Last year, I argued it was time for western journalists to learn from their African counterparts how they could operate in a hostile regime. That being said, I think now is the time for Kenyan journalists to think about what their role and responsibilities to Kenya are. As we move into a post-pandemic world, now is the time to move away from western journalistic norms and imagine what representative journalism can look like in Kenya. If not now, when? If journalism is to survive, it will need to rethink its role in society rather than try every new/western mode of transmission. Hillary Ng’weno once argued that African journalists needed to realize that they had skin in the game and thus had a duty to ensure that society was moving away from fracture and championing the ideals of foundations upon which “future freedoms [would] thrive.”

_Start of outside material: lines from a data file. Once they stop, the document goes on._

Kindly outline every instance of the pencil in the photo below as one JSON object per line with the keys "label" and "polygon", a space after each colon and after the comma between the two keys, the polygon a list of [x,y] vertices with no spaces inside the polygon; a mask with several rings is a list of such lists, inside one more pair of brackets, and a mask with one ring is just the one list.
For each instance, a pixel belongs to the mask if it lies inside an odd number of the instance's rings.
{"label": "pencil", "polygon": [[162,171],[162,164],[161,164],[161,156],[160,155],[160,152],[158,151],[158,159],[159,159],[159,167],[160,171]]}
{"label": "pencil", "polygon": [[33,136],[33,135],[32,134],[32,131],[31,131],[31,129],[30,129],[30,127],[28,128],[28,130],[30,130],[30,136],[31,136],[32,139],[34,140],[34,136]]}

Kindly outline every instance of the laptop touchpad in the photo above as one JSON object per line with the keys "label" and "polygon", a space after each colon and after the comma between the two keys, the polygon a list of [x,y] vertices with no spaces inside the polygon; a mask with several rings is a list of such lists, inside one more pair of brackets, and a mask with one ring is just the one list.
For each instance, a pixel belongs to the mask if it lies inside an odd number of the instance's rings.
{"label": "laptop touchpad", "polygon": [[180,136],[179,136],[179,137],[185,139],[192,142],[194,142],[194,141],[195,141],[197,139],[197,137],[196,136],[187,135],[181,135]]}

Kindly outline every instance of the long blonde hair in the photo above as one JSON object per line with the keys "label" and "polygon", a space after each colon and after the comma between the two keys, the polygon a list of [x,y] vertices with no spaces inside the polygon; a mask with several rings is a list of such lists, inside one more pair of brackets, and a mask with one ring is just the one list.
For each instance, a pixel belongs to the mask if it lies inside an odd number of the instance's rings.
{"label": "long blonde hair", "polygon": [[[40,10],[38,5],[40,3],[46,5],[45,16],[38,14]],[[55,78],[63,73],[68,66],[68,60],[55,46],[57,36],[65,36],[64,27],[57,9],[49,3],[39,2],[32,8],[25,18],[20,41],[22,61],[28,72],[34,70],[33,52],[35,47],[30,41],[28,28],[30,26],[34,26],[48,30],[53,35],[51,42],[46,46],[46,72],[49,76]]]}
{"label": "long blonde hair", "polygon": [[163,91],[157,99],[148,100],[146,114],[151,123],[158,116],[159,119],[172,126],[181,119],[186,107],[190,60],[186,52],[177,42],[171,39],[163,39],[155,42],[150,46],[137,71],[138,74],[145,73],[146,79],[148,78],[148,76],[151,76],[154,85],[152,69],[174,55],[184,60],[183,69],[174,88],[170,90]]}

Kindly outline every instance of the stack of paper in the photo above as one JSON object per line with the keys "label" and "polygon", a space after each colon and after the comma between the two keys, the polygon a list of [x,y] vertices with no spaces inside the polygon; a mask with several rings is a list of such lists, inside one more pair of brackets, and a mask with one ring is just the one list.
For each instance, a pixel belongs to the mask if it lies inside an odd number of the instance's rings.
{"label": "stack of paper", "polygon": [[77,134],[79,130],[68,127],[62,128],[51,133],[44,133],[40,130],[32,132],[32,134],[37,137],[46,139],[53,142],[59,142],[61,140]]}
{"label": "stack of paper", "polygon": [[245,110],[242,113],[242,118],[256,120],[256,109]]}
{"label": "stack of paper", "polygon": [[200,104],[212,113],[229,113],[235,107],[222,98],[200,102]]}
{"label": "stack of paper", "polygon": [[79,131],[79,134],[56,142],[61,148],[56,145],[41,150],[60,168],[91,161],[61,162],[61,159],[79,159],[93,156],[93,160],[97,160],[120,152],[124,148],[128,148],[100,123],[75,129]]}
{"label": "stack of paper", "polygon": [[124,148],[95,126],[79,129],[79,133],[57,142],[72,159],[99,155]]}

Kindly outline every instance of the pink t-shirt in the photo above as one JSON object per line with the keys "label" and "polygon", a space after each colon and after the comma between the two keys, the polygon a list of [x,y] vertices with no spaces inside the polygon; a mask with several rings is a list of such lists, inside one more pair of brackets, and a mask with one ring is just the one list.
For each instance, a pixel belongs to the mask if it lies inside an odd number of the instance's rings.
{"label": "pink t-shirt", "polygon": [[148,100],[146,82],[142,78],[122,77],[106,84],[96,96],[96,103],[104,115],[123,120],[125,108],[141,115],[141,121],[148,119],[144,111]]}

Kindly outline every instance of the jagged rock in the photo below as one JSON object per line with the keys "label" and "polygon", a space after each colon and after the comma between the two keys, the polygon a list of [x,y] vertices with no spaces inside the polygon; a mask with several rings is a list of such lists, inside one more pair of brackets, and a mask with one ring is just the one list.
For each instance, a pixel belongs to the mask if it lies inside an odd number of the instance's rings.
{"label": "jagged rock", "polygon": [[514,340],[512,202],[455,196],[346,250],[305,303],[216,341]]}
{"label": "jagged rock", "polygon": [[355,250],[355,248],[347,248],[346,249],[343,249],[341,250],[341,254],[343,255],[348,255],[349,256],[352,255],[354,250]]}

As we move into a post-pandemic world, now is the time to move away from western journalistic norms and imagine what representative journalism can look like in Kenya.
Instead, what we have is the front half of newspaper pages and the A and B blocks of most newscasts being spaces where politicians flex their muscles, where one faction of a political party calls the other faction names. Where a party leader’s jaunt to the Middle East is seen as more newsworthy than the rise of COVID-19 cases in prisons, we as a country can do much better than give grown men a platform of meaningless catchphrases and peacocking while the majority of the country struggle to find food and healthcare amid a pandemic.
We need to interrogate and rethink what is normative – what journalism should look like – rather than transposing western understandings of norms onto a non-western context. What the BBC and New York Times sell as objectivity may harm victims of injustice and give perpetrators a platform to spew their hate. And the sad reality is that the Kenyan media industry cannot retrench its way around this current crisis; now is the time to listen to your audience and provide them with meaningful information rather than pointless political theatre.
j. Siguru Wahutu is an assistant professor in the Department of Media, Culture, and Communication at New York University (NYU) and a faculty associate at the Berkman Klein Centre for Internet and Society. He has written about global media patterns in covering genocide in Africa, and on ethnicity, land, and politics in Kenya.